The Zephyr State Machine Framework (SMF)

Authors:

Published On:

Oct 2, 2024

Last Updated:

Nov 22, 2024

Zephyr provides a state machine framework (SMF) which can be used to implement finite state machines (FSMs) and hierarchical state machines (HSMs). SMF was added to Zephyr in v2.7.0¹.

A diagram of a basic hierarchical LED state machine (HSM) that you could build using the Zephyr SMF.

Building A FSM

The first thing you need to do is enable the framework in your prj.conf:

CONFIG_SMF=y

Then, you can start creating a state machine in a .c file. First things first, make sure to import the SMF header file:

#include <zephyr/smf.h>

You will likely want to access data within your state machine. The recommended way to do this is to create a struct to hold your data, with the first member being special struct smf_ctx ctx. The SMF will pass this object to all of your state machine functions, and also access and modify the ctx member to keep track of the state machines internal state.

typedef struct {
    struct smf_ctx ctx;
    // User defined data goes here
    uint32_t event;
} MyStateMachine;

We also need to define our states as an enumeration:

typedef enum {
    S1,
    S2,
} MyState;

Now let’s create some state machine functions. The SMF is designed so that you can have up to three functions per state:

The entry function: Called whenever the state machine enters the state.
The run function: Called when the state machine is in this state and smf_run_state() is called.
The exit function: Called whenever the state machine exits the state.

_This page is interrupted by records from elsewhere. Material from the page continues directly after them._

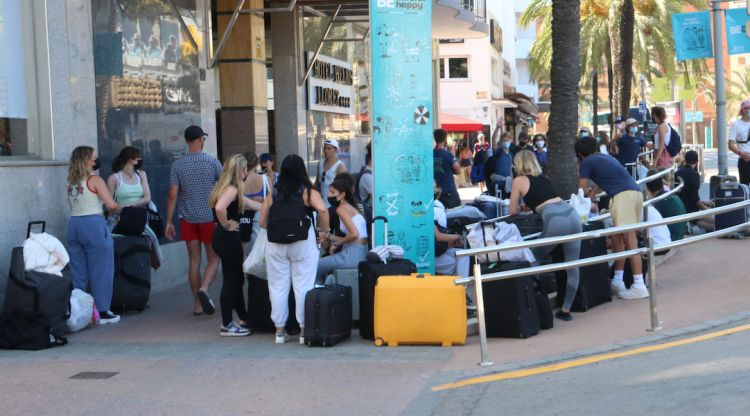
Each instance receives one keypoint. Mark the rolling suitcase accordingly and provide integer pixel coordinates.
(259, 307)
(39, 294)
(510, 307)
(132, 282)
(368, 273)
(419, 309)
(328, 315)
(593, 283)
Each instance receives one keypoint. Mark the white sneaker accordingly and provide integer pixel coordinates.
(634, 293)
(280, 338)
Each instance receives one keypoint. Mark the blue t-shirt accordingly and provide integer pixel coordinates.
(629, 148)
(608, 174)
(443, 162)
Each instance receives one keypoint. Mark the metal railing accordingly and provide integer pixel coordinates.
(649, 250)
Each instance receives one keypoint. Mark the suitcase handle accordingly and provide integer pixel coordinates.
(33, 223)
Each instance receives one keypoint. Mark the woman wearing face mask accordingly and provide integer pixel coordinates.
(540, 149)
(128, 185)
(353, 227)
(227, 201)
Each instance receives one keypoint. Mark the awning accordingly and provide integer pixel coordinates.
(449, 122)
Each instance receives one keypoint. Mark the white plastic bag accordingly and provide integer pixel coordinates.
(582, 205)
(81, 310)
(508, 233)
(255, 263)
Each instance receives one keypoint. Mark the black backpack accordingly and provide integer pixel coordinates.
(288, 219)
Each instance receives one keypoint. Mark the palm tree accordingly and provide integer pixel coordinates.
(565, 74)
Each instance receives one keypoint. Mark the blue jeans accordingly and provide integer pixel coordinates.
(92, 257)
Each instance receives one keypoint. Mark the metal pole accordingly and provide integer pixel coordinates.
(655, 323)
(480, 315)
(721, 96)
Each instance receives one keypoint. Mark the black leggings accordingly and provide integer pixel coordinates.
(228, 247)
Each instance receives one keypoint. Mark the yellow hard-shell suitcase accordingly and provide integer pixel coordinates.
(419, 309)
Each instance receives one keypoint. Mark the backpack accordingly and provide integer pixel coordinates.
(675, 143)
(288, 220)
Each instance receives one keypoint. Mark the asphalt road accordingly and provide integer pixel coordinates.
(704, 378)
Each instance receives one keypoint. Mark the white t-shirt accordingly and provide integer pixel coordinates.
(659, 233)
(738, 133)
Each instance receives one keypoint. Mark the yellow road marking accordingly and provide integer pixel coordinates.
(587, 360)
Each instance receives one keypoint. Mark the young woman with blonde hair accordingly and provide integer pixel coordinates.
(227, 203)
(90, 246)
(558, 218)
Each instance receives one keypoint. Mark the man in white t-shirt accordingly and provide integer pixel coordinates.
(739, 138)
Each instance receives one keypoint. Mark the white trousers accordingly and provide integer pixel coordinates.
(291, 266)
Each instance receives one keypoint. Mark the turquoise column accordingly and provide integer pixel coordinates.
(402, 109)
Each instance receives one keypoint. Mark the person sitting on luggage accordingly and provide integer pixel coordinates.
(292, 263)
(690, 193)
(227, 201)
(128, 185)
(668, 207)
(558, 218)
(353, 226)
(90, 245)
(626, 207)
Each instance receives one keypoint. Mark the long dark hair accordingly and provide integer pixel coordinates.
(292, 176)
(127, 153)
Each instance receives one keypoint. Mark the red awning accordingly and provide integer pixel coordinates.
(449, 122)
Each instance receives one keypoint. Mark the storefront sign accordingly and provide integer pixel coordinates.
(692, 35)
(402, 125)
(738, 41)
(329, 88)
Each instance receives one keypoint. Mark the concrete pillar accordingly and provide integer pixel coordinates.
(242, 75)
(290, 124)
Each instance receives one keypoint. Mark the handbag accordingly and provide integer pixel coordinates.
(132, 221)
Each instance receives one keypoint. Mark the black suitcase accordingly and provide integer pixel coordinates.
(36, 292)
(132, 282)
(510, 306)
(593, 283)
(259, 307)
(328, 315)
(368, 274)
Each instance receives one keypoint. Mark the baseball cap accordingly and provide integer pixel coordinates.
(331, 142)
(194, 132)
(745, 104)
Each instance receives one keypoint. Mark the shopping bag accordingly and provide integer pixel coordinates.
(255, 263)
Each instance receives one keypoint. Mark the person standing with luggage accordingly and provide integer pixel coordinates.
(353, 243)
(191, 181)
(445, 166)
(558, 218)
(739, 141)
(90, 245)
(227, 201)
(626, 207)
(292, 251)
(128, 185)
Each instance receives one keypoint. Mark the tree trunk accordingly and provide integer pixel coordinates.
(621, 26)
(564, 76)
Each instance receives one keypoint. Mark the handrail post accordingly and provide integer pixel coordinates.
(480, 315)
(655, 323)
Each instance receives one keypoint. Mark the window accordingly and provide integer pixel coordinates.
(458, 68)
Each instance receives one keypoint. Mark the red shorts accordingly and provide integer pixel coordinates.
(191, 232)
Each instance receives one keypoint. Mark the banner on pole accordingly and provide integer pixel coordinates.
(738, 41)
(692, 35)
(401, 35)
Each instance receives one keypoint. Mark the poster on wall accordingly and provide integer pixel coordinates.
(402, 125)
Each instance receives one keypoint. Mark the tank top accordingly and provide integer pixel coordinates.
(127, 194)
(83, 200)
(359, 223)
(540, 190)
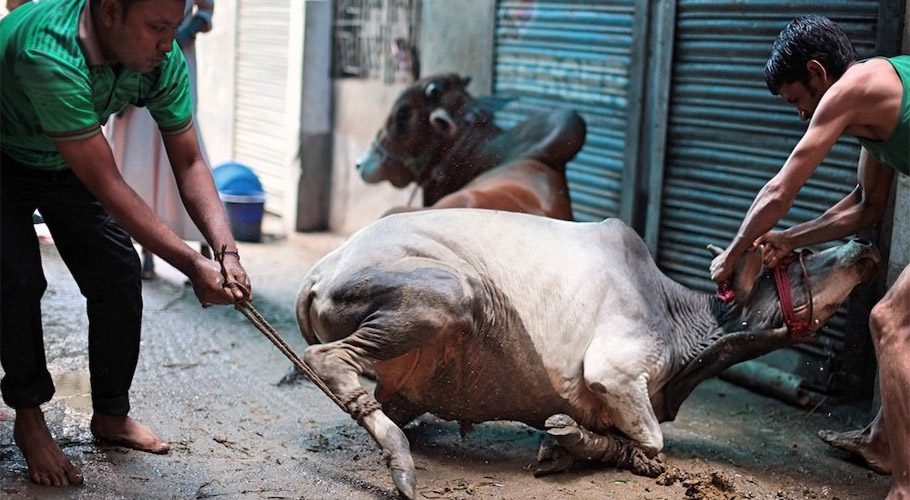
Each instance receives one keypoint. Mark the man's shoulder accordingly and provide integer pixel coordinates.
(46, 32)
(870, 79)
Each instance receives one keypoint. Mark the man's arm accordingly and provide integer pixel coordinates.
(863, 206)
(197, 190)
(93, 163)
(776, 197)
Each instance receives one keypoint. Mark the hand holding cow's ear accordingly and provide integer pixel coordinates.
(748, 270)
(775, 247)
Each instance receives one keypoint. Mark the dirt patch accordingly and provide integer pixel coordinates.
(713, 485)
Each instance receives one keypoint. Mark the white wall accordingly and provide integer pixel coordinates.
(216, 55)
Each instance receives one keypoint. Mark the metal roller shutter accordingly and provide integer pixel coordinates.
(577, 55)
(260, 134)
(728, 135)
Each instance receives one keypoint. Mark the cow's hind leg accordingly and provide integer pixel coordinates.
(338, 367)
(407, 309)
(581, 444)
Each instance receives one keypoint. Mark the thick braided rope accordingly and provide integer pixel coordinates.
(246, 307)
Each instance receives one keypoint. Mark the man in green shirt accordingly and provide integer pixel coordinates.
(67, 66)
(814, 67)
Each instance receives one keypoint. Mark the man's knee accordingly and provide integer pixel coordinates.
(889, 321)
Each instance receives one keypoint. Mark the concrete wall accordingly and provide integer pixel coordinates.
(361, 107)
(454, 37)
(458, 36)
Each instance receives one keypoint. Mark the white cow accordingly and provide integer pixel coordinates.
(478, 315)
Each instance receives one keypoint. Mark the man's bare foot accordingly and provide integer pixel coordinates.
(123, 431)
(47, 465)
(861, 444)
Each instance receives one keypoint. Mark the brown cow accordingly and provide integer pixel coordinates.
(440, 137)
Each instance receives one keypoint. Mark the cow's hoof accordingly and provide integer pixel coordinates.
(405, 482)
(565, 429)
(552, 458)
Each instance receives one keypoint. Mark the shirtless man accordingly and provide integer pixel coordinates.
(814, 67)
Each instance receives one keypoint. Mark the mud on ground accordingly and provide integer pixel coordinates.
(207, 382)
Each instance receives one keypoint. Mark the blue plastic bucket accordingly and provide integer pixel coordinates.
(236, 179)
(244, 213)
(243, 199)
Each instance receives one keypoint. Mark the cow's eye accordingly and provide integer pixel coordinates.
(433, 91)
(402, 118)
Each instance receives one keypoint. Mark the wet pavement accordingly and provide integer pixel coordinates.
(206, 381)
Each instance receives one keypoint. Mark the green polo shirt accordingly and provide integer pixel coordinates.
(895, 150)
(51, 92)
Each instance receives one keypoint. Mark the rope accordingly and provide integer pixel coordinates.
(247, 309)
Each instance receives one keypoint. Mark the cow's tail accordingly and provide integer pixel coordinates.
(305, 312)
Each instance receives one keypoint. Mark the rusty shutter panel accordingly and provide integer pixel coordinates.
(576, 55)
(728, 135)
(260, 133)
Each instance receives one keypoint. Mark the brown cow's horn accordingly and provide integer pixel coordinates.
(441, 120)
(432, 91)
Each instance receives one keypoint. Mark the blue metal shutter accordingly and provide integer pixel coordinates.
(728, 135)
(576, 55)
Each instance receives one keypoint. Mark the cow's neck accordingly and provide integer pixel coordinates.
(454, 167)
(708, 341)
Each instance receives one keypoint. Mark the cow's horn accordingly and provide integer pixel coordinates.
(441, 120)
(432, 91)
(715, 250)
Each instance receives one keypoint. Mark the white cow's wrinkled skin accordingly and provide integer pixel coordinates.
(478, 315)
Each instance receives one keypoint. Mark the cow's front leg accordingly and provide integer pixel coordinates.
(337, 365)
(581, 444)
(616, 366)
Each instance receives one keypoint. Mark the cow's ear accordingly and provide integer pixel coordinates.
(748, 271)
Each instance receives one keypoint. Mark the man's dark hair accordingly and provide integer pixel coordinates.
(125, 3)
(806, 38)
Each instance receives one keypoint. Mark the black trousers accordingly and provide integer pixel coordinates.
(100, 256)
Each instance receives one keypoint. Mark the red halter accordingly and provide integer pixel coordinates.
(781, 280)
(798, 328)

Let’s create a simple FSM (no hierarchical states) with two states: s1 and s2.

static void s1_entry(void *data) {
    printf("State 1 entry.\n");
}

static void s1_run(void *data) {
    printf("State 1 run.\n");

static void s1_exit(void *data) {
    printf("State 1 exit.\n");
}

static void s2_entry(void *data) {
    printf("State 2 entry.\n");
}

static void s2_run(void *data) {
    printf("State 2 run.\n");
}

static void s2_exit(void *data) {
    printf("State 2 exit.\n");
}

The void *data parameter is actually a pointer to the state machine object (e.g. of type MyStateMachine * in our example). You can safely cast this void *data pointer to the correct type and access “member variables” of the state machine object. For example:

static void s1_run(void *data) {
    // Cast the data pointer to the correct type
    MyStateMachine *obj = (MyStateMachine *)data;
    // Now we can access member variables
    printf("myEvent: %d.\n", obj->myEvent);
}

Transitioning Between States

You can call the smf_set_state() function inside state run() functions to transition to a different state. The below example makes the state machine transition from S1 to S2 when the event member of the MyStateMachine object is set to 1.

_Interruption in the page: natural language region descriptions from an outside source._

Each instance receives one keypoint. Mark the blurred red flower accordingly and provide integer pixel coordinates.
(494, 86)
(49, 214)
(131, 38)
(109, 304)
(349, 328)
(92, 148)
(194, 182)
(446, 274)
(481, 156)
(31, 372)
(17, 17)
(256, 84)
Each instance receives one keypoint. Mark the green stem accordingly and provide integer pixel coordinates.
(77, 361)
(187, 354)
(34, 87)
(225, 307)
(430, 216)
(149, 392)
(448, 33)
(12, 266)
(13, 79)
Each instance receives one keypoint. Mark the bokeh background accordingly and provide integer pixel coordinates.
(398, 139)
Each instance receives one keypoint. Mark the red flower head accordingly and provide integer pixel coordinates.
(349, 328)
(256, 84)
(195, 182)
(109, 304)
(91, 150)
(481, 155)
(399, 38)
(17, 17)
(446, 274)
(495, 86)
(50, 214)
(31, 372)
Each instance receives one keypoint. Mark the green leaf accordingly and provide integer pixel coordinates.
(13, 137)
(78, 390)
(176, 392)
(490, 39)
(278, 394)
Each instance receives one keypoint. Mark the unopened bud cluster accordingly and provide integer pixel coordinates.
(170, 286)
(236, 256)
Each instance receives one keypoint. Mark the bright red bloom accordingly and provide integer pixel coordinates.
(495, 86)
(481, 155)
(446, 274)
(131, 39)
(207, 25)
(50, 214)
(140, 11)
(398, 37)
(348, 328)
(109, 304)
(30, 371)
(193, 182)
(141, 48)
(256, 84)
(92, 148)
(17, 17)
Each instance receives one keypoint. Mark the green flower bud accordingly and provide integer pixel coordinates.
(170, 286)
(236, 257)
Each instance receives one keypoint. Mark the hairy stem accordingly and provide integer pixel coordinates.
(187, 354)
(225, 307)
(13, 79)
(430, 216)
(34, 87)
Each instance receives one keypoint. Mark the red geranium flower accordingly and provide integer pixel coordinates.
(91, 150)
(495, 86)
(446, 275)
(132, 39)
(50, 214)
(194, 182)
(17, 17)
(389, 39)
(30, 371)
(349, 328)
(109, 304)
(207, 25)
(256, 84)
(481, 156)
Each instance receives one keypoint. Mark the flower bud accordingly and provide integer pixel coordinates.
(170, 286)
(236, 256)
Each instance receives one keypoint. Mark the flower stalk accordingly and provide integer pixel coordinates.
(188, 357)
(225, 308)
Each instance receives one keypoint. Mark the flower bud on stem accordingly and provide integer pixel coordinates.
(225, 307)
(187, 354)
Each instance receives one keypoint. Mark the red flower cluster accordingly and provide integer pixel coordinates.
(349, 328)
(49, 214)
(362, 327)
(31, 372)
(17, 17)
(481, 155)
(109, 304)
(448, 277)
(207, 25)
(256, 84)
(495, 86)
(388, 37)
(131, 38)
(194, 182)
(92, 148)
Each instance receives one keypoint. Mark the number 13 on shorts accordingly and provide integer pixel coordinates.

static void s1_run(void *data) {
    MyStateMachine *obj = (MyStateMachine *)data;
    if (obj->event == 1) {
        smf_set_state(SMF_CTX(obj), &l_myStateTable[S2]);
        // We are now in state S2!
        return;
    }
}

We need to register all these functions using a state table. We can use the SMF_CREATE_STATE() macro to create the state table easily. It takes 5 parameters:

SMF_CREATE_STATE(entry_function, run_function, exit_function, parent, initial)

The parent parameter is optional and can be used to create a hierarchical state machine (more on this below). The initial parameter is optional and can be used to set the initial state of the state machine.

// Populate state table
static const struct smf_state l_myStateTable[] = {
        [S1] = SMF_CREATE_STATE(s1_entry, s1_run, s1_exit, NULL, NULL),
        [S2] = SMF_CREATE_STATE(s2_entry, s2_run, s2_exit, NULL, NULL),
};

We can then run the state machine!

int main(void)
{
    // Create state machine object
    MyStateMachine sm;

    // Set initial state
    smf_set_initial(SMF_CTX(&sm), &l_myStateTable[S1]);

    // Run the state machine
    while(1) {
        int32_t ret = smf_run_state(SMF_CTX(&sm));
        if (ret) {
            // State machine terminates if a non-zero value is returned
            break;
        }
        k_msleep(1000);
    }
}

Note that the example above is not very ideal since is sleeps for 1s between calls to the run() function of whatever state it is in. This would make the state machine seem unresponsive. If you decrease the sleep time, the state machine will appear more responsive, but you’ll end up churning through CPU cycles needlessly. This would be an issue in a multi-threaded application or if low power consumption is a concern. A better approach is to build a event system alongside the state machine. When events arrive, they are handled by the state machine. Events could be created by interrupts, timers, or other threads. Because you cannot pass extra variables into state functions, you have to save the event data to the sm object which the state functions have access to.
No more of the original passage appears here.